The biggest surprise was the overwhelming popularity of roulette.  This is only a marginally better game than the total rip-off american version (5.26% v. 2.7% house edge) because they have one zero on the board in this version instead of 2 for the american version.  Half of the tables in the casino were roulette table and they were busy.

Bad, Bad Durkheim

Last night took me to Bad Durkheim, only about 45 minutes from my hotel.  This casino had a much more relaxed feel, though it was tiny compared to American versions.  The whole place was only 5000 square feet with another 1000 square feet closed off for renovation.  They had 3 big roulette tables, 2 blackjack tables, and 3 poker tables.

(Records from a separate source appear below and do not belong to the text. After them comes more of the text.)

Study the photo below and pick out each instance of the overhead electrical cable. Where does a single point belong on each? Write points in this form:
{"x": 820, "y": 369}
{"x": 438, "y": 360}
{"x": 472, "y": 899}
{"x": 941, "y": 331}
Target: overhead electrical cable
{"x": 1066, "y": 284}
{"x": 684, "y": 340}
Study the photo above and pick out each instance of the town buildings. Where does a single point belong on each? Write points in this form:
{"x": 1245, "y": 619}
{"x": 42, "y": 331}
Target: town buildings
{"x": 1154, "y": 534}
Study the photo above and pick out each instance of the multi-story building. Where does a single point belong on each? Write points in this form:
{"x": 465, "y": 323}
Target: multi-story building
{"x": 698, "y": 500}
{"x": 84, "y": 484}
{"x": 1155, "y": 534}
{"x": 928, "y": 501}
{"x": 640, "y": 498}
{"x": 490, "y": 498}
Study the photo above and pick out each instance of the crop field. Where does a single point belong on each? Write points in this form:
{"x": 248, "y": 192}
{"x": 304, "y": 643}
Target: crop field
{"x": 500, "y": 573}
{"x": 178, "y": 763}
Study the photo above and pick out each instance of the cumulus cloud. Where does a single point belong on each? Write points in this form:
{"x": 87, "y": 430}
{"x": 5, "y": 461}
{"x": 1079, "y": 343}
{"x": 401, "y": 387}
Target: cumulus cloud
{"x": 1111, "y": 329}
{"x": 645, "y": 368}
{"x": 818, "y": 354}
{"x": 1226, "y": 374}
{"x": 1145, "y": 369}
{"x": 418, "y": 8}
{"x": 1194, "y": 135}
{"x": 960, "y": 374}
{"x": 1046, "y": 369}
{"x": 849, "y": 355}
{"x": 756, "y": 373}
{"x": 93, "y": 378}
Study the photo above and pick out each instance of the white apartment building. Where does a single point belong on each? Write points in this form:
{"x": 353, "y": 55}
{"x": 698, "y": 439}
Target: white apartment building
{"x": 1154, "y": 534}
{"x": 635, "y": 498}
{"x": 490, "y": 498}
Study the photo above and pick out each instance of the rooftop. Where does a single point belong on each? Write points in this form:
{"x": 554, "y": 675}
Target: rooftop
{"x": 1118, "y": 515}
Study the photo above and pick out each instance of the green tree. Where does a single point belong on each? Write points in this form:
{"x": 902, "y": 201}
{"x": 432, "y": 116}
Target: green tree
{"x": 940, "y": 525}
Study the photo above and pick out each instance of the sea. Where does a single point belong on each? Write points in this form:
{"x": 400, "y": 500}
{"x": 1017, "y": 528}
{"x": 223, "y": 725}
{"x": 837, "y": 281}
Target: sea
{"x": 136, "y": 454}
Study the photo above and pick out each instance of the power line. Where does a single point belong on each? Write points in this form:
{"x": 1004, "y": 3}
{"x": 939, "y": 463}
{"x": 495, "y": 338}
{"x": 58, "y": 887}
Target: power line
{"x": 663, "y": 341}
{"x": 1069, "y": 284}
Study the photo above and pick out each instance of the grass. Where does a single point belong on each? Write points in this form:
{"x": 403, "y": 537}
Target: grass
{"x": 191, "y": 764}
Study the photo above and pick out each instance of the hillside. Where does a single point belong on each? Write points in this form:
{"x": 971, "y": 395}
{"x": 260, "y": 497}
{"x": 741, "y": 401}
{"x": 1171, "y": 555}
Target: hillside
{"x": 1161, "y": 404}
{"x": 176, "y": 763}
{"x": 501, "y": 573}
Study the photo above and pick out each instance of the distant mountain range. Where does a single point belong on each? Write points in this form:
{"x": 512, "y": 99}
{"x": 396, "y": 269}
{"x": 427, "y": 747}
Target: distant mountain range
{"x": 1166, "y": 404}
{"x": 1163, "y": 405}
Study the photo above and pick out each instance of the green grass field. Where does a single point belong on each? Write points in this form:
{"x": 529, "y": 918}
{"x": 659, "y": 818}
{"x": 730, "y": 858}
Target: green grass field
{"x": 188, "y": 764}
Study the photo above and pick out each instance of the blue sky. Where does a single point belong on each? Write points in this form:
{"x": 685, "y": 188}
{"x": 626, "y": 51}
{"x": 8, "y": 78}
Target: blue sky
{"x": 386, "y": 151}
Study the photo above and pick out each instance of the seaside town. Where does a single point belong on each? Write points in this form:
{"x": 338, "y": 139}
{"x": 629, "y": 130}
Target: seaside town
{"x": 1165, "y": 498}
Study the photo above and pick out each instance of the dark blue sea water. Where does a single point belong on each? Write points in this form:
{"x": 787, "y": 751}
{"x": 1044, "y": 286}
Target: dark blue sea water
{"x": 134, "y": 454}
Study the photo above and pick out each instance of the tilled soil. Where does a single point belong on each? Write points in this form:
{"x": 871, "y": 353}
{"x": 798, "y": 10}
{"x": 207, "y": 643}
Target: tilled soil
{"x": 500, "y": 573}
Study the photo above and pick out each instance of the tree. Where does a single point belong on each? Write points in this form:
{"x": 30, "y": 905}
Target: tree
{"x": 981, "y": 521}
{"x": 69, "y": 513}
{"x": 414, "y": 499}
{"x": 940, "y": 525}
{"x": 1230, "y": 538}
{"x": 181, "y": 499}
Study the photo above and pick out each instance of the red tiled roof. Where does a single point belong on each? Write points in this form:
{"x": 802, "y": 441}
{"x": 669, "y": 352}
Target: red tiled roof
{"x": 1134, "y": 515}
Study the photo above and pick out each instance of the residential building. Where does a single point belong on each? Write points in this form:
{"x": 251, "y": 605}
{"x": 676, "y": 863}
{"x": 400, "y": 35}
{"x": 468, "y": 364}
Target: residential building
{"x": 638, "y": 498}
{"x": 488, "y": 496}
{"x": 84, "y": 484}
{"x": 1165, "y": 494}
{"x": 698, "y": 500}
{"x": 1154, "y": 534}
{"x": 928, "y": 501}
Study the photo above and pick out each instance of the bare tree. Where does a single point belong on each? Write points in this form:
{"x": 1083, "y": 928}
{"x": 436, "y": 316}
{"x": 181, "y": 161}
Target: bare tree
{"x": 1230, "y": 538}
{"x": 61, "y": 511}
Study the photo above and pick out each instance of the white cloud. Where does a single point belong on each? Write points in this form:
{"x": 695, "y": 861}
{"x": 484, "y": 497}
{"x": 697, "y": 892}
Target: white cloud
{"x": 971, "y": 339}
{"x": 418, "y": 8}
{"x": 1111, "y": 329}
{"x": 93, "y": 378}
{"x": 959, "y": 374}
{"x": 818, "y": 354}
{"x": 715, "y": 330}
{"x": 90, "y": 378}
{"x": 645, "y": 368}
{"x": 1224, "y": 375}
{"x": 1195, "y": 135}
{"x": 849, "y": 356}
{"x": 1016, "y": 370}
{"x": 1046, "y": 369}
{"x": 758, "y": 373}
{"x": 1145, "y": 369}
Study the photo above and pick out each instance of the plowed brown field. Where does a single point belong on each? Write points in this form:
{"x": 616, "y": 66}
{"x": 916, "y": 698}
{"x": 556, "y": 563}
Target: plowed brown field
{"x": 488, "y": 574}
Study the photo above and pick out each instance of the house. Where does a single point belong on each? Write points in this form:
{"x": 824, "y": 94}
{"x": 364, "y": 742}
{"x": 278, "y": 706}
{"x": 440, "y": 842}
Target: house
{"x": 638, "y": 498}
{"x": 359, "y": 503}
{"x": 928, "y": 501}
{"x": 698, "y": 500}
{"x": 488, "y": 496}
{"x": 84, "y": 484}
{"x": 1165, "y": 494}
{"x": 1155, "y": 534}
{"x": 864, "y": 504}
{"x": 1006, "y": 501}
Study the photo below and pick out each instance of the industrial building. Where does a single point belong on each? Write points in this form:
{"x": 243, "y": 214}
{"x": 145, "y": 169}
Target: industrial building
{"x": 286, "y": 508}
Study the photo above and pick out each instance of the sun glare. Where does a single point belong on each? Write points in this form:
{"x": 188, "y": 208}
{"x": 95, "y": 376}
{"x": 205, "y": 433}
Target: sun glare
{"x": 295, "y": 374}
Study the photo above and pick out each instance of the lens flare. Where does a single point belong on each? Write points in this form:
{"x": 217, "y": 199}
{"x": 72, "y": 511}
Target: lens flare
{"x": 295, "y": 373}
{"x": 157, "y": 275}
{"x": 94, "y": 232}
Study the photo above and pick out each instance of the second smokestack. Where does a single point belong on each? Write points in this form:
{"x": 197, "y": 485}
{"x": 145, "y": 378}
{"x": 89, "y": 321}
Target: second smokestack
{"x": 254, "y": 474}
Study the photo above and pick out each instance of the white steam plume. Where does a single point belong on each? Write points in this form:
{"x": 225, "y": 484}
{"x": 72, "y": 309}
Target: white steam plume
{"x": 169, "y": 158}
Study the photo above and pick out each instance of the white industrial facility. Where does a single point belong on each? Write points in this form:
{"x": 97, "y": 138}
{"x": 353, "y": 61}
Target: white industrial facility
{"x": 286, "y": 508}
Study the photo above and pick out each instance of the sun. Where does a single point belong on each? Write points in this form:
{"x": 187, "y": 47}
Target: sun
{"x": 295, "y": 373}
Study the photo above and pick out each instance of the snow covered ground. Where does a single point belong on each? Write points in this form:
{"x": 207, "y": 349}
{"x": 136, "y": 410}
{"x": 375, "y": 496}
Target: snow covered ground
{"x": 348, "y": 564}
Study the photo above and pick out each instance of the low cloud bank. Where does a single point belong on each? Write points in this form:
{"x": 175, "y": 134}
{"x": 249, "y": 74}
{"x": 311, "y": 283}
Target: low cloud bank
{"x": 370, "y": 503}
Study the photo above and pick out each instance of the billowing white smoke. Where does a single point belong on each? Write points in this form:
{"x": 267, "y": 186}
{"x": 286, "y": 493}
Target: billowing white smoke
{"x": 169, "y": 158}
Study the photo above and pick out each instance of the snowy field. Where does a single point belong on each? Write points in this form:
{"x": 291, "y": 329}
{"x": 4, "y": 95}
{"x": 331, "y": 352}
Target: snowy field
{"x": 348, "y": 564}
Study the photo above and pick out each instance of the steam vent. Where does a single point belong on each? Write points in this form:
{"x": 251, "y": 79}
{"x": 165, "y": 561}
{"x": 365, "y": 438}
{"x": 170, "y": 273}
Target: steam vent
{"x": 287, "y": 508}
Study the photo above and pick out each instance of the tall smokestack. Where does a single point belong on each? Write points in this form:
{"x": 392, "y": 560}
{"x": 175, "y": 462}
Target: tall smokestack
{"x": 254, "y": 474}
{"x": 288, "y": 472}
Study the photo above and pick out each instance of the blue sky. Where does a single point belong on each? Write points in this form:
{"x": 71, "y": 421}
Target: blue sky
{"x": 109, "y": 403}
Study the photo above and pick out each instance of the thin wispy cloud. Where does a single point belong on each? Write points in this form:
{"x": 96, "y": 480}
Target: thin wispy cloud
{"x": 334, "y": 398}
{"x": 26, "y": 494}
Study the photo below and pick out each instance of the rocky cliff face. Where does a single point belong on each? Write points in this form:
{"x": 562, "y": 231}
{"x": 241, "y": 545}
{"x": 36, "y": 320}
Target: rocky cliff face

The roulette tables each had 4 tux clad men running the table: two chip pushers, a wheel spinner, and a boss man in a raised chair.  I kept thinking that the boss man was ready to shine some shoes by the looks of the chair.

The blackjack layout was more normal with no twins bet and a single rectangle in front of each player.  However, this square did the same job as the circles in B-B.  Spectators were reaching over players’ to put money on one of the four corners of the rectangle with the middle reserved for the players bets.  It was a mad house.

Since two of the poker tables were 2-4€ no limit (yea, not 2-5 as we are used to), I was able to entertain the hope of playing.  I put my name on the list and was #5 for the low limit game.  It took an hour and a half for me to get my seat and that only left 2.5 hours in the evening with which to play.  The closed the gaming at 2 am.

I sat down with 300€ and proceeded to have an epic fail of a run of cards.  I won 2 hands in the 2.5 hours, neither of which were at showdown.  It was a small miracle that I left with any chips at all.  I probably wouldn’t have had I known about the closing time.  It was still fun and I get my european poker cherry busted.  Winning can wait for next time.  I’ll need to learn my German numbers before I try that again.

Even they speak German at the table, they still use the English terms for most everything in the game including big blind, small blind, flop, turn, river, and donkey.  Okay, I made up the last one.

That will be it for my casino visits for this trip.  It was worth it even if my luck was somewhat mixed.